Regulators, industry push to treat fraud as an ecosystem
Regulators and firms urge cross‑sector data sharing, standard reporting and legal clarity to detect fraud that spans banks, telecoms, e‑commerce and crypto.
Regulators and industry leaders are calling for rules and practices that treat fraud as an interconnected ecosystem so institutions can prevent, detect and respond to cross‑sector criminal activity more effectively.
Fraud has moved across products, platforms and national borders as digital services expanded. Banks, payments firms, telecom operators, e‑commerce platforms and crypto companies operate under different rules and reporting practices, creating gaps that organized networks exploit. Industry participants and compliance officials say these gaps slow detection and hinder law enforcement.
Sources identify three core problems: limited information flow between sectors, inconsistent definitions and reporting thresholds for suspicious activity, and legal uncertainty about sharing consumer data for fraud prevention.

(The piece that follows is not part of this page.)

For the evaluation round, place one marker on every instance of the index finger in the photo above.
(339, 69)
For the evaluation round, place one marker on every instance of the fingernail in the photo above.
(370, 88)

Firms also report operational limits in applying machine learning and behavioral models when relevant signals are spread across multiple companies and jurisdictions.

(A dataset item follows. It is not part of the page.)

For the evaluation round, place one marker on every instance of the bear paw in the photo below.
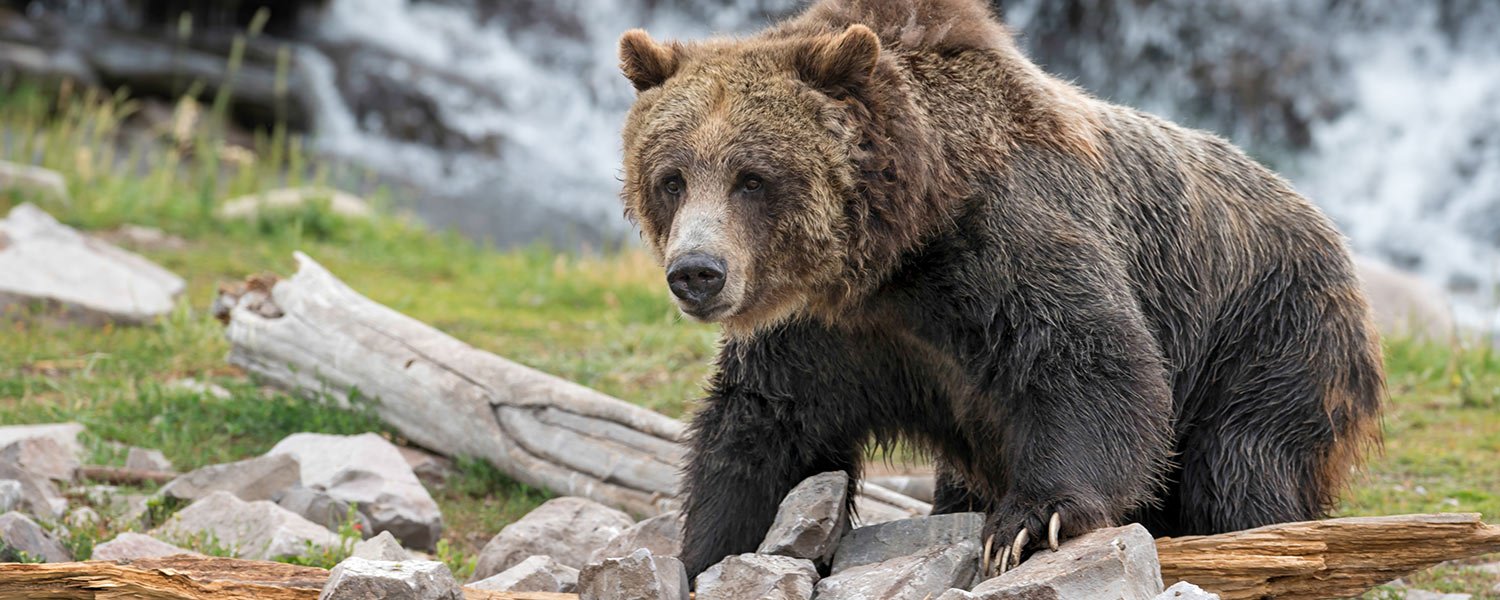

Proposals under discussion include standard taxonomies for types of fraud, secure privacy‑protected channels for near real‑time data exchange, and harmonized suspicious activity reporting to reduce duplication and speed up alerts. Companies are testing shared application programming interfaces and anonymized data pools to give analytic models broader visibility while aiming to comply with data‑protection rules. Industry groups are also recommending clearer legal frameworks for cross‑border cooperation.
“A single company rarely sees the whole picture,” said a senior compliance officer at a multinational financial firm, arguing for faster sharing of red flags and a common language to describe them. A regulatory official involved in consultation work noted that effective prevention requires both speed and usable data and that mechanisms must protect personal data while keeping firms accountable.
Regulators are reviewing measures that would encourage or require closer collaboration. Options include narrowly defined data‑sharing exceptions or safe‑harbors, guidance on technical standards, and minimum reporting formats so automated signals can be consumed across platforms without violating privacy rules.
Operational pilots are already under way. Cross‑industry working groups are sharing de‑identified indicators of compromise, testing joint analytic models built on pooled telemetry, and routing coordinated alerts to participating providers and enforcement agencies. Participants report early gains in identifying repeated account takeover attempts and synthetic identity schemes that had previously slipped between systems.
Next steps identified by participants include refining pilot models, engaging consumer and data‑protection authorities, and mapping the legal changes needed to support broader data sharing. Industry groups plan to publish technical specifications from pilots, and several regulators have said they will consult publicly on any proposed legal changes.